Regenerate Encryption Recovery Key

Learn how to regenerate the encryption recovery key for Windows or macOS devices.

About this task

Recovery key regeneration requires the BigFix agent to perform the action and can not be done through just MDM. On Mac devices, the device user is prompted by a utility to enter the username and password of a privileged user to regenerate recovery key.

On Mac devices, the end user will be prompted by a small utility to enter the username and password of a privileged user in order for regeneration of the recovery key to occur.

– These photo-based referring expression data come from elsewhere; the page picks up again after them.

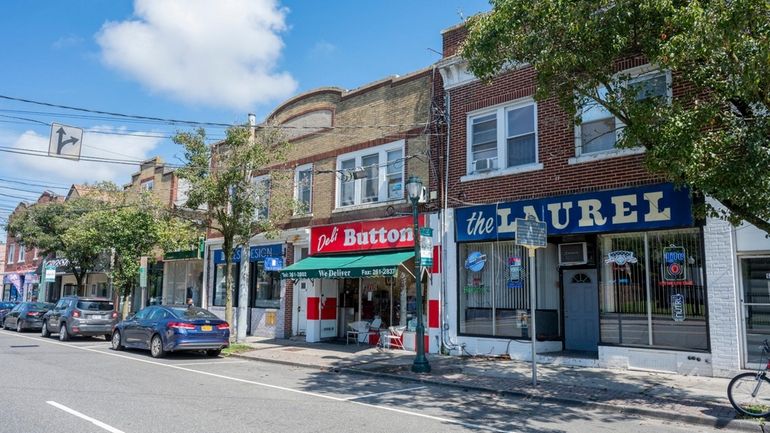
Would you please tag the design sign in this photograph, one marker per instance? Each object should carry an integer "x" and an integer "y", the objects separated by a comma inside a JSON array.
[
  {"x": 641, "y": 208},
  {"x": 674, "y": 266},
  {"x": 363, "y": 235}
]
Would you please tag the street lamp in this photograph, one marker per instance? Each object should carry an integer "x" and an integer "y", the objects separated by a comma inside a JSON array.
[{"x": 414, "y": 190}]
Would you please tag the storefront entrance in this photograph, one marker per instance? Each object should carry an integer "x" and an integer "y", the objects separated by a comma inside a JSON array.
[
  {"x": 581, "y": 310},
  {"x": 755, "y": 281}
]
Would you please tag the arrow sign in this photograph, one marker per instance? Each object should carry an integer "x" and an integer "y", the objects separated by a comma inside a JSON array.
[{"x": 66, "y": 141}]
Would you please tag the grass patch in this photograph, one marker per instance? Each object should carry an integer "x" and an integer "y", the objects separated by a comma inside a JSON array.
[{"x": 236, "y": 348}]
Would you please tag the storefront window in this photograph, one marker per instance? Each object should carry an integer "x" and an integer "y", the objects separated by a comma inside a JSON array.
[
  {"x": 265, "y": 287},
  {"x": 220, "y": 287},
  {"x": 652, "y": 290},
  {"x": 493, "y": 289}
]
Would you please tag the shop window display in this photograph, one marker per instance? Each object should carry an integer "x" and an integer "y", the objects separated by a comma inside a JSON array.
[{"x": 653, "y": 291}]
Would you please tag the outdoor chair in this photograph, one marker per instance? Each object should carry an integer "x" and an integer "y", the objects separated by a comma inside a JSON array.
[{"x": 392, "y": 338}]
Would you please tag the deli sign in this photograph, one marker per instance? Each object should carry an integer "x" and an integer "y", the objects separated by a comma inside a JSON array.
[{"x": 363, "y": 236}]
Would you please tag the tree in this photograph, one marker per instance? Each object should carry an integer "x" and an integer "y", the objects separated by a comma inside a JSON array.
[
  {"x": 129, "y": 230},
  {"x": 715, "y": 138},
  {"x": 45, "y": 226},
  {"x": 221, "y": 179}
]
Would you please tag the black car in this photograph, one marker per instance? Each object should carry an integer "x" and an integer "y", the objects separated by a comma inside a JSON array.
[
  {"x": 5, "y": 308},
  {"x": 27, "y": 315},
  {"x": 77, "y": 316}
]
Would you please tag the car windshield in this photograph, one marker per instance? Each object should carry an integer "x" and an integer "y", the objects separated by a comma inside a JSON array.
[
  {"x": 191, "y": 313},
  {"x": 39, "y": 306},
  {"x": 96, "y": 305}
]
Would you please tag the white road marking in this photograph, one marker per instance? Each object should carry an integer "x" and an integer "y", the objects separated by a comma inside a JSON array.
[
  {"x": 276, "y": 387},
  {"x": 395, "y": 391},
  {"x": 93, "y": 421},
  {"x": 210, "y": 362}
]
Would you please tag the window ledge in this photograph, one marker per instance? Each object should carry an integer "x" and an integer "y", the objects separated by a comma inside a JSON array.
[
  {"x": 598, "y": 156},
  {"x": 376, "y": 204},
  {"x": 504, "y": 172}
]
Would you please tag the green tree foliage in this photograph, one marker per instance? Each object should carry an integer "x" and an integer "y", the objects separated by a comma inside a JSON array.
[
  {"x": 715, "y": 137},
  {"x": 221, "y": 176},
  {"x": 51, "y": 228}
]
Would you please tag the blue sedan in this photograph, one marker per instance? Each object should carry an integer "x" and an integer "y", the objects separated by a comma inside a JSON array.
[{"x": 167, "y": 328}]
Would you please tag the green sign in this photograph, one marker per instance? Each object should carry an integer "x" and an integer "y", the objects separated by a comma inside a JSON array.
[
  {"x": 181, "y": 255},
  {"x": 426, "y": 246}
]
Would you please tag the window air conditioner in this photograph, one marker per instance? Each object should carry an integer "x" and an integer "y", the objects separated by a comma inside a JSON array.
[
  {"x": 486, "y": 164},
  {"x": 575, "y": 253}
]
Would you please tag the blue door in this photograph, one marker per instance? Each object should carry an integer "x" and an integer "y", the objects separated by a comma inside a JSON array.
[{"x": 581, "y": 310}]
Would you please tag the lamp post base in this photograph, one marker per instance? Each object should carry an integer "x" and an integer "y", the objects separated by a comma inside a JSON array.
[{"x": 421, "y": 365}]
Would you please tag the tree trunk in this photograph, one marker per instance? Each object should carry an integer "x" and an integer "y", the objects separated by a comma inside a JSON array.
[{"x": 227, "y": 250}]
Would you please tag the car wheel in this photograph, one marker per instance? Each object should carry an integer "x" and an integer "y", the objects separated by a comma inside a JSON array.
[
  {"x": 63, "y": 334},
  {"x": 115, "y": 340},
  {"x": 156, "y": 347}
]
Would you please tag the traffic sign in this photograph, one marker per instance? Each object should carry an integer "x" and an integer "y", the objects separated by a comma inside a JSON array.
[
  {"x": 531, "y": 233},
  {"x": 65, "y": 142}
]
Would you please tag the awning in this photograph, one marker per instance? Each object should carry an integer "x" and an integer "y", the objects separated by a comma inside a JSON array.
[{"x": 368, "y": 265}]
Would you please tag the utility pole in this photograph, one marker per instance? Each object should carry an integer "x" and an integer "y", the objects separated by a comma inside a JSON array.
[{"x": 243, "y": 287}]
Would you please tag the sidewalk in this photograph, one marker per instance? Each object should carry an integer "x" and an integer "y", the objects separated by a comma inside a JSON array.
[{"x": 689, "y": 399}]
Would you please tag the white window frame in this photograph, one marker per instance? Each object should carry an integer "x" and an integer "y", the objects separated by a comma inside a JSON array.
[
  {"x": 639, "y": 74},
  {"x": 501, "y": 112},
  {"x": 297, "y": 171},
  {"x": 255, "y": 180},
  {"x": 382, "y": 175},
  {"x": 147, "y": 185}
]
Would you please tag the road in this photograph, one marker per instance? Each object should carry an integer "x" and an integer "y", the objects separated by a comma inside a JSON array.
[{"x": 84, "y": 386}]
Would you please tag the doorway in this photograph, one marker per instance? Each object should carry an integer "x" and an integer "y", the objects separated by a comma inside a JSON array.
[
  {"x": 581, "y": 310},
  {"x": 755, "y": 297}
]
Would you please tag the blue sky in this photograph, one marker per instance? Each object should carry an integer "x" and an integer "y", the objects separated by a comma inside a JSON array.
[{"x": 199, "y": 60}]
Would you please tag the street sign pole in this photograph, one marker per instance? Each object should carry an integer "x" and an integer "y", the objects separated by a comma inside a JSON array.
[
  {"x": 531, "y": 234},
  {"x": 532, "y": 294}
]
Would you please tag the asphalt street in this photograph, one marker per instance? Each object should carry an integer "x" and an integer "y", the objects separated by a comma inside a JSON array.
[{"x": 84, "y": 386}]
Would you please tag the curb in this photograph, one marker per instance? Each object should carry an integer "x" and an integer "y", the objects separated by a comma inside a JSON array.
[{"x": 706, "y": 421}]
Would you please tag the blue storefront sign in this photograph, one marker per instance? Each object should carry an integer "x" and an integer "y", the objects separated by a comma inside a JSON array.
[
  {"x": 256, "y": 253},
  {"x": 630, "y": 209}
]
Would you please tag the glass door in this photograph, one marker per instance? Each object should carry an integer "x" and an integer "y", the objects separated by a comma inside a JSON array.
[{"x": 755, "y": 278}]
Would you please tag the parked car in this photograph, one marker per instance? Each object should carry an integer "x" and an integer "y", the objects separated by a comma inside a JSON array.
[
  {"x": 5, "y": 307},
  {"x": 76, "y": 316},
  {"x": 27, "y": 315},
  {"x": 167, "y": 328}
]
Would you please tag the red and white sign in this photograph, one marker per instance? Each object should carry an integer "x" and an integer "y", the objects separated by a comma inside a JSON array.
[{"x": 363, "y": 236}]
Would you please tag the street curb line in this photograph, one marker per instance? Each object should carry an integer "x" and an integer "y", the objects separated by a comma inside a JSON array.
[{"x": 707, "y": 421}]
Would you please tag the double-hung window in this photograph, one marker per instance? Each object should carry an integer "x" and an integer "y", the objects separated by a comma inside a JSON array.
[
  {"x": 261, "y": 197},
  {"x": 599, "y": 131},
  {"x": 303, "y": 190},
  {"x": 504, "y": 138},
  {"x": 371, "y": 175}
]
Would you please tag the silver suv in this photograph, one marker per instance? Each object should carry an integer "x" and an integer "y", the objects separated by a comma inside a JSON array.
[{"x": 76, "y": 316}]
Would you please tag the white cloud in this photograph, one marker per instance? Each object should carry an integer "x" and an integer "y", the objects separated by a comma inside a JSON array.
[
  {"x": 218, "y": 53},
  {"x": 134, "y": 147}
]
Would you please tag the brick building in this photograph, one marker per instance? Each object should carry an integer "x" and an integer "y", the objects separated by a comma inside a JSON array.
[
  {"x": 173, "y": 276},
  {"x": 21, "y": 276},
  {"x": 627, "y": 278},
  {"x": 351, "y": 153}
]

To retrieve escrowed recovery keys, operator or support person must log in directly to the Vault server interface (if you have set up Vault with the provided Fixlet, you can use the read user that was created). The 'bigfix' secret engine contains the recovery keys. Recovery keys are stored with identifiers based on the BigFix computer ID, computer name and last logged in user and can be searched in the Vault interface. The name of the entry in Vault has these values as of the time the recovery key was escrowed.

To regenerate full disk encryption recovery key, complete these steps.


  1. From WebUI, click Apps > MCM
  2. On the Modern Client Management page, click Action
  3. On the available list of actions, click Regenerate Encryption Recovery Key.Regenerate recovery key
  4. On the following page, click Edit Devices to select the target Windows or macOS devices.
  5. Review your selection and click Deploy.